Switzerland: Interreligious calendar

Source: FSSPX News


The 2004-2005 edition is entitled Between beliefs and convictions. As every year, this interreligious calendar lists the principal feasts of the traditions of Bahai, Buddhism, China, Christianity, civil (sic) Hinduism, Islam, Jainism, Judaism, Shinto, Sikhism and Zoroastrianism. Explanatory notes and reference texts on each religion, including atheism, illustrate around ten feasts presented each month.
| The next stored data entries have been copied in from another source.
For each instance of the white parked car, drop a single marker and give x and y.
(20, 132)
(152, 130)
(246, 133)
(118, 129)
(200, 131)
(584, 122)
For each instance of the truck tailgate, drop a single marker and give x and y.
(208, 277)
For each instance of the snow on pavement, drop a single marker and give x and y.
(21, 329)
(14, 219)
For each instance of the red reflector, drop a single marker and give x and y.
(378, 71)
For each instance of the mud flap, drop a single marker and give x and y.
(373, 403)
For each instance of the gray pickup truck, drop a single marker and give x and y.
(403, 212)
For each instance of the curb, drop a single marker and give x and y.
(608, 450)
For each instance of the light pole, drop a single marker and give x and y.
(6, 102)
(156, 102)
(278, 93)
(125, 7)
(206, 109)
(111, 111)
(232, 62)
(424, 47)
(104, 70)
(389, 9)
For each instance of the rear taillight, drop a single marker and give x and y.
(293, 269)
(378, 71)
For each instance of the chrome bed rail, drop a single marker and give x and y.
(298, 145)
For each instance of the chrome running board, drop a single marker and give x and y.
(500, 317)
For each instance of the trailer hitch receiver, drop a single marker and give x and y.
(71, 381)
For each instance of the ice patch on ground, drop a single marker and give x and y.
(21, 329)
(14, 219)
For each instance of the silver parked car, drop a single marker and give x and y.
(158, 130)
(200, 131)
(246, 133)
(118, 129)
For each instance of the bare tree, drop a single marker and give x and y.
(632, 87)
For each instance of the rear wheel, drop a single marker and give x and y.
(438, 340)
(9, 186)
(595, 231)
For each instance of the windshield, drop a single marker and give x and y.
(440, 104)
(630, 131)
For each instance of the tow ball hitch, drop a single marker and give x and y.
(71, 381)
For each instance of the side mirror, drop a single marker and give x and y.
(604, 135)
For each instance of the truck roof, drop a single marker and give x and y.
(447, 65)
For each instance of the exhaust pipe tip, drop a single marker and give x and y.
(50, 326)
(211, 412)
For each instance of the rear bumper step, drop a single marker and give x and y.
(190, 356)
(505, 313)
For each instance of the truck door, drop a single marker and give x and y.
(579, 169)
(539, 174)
“Religions – much more than static and closed systems of the representation of the world and the hereafter – are just as much ways destined to allow humanity to pass beyond its finiteness, by proposing responses to fundamental questions: “Who am I? Where have I come from? Where am I going? What are my priorities and how to live with other people?”, says the communiqué released by the three organizations responsible for the calendar. The calendar, they claim, “rests on the idea that religious traditions are not so much abstract systems, articulated around renowned intangible dogma, but rather pathways to take – some will say the ways to salvation”. Its objective “is not to oppose one truth to another, even less to relativize them in the name of a superior point of view – which one? – but, more modestly, to seek what makes sense for one or another, leaving to each person the care of determining what is true for him or her,” affirmed Pastor Jean-Claude Basset, lecturer at the University of Lausanne, in the presentation folder.

One page of the calendar, traditionally dedicated to Western humanism, deals, this year, with atheism. “It is a way of remembering, that if faith is one choice, not believing is another one, just as respectable,” emphasized Pastor Basset.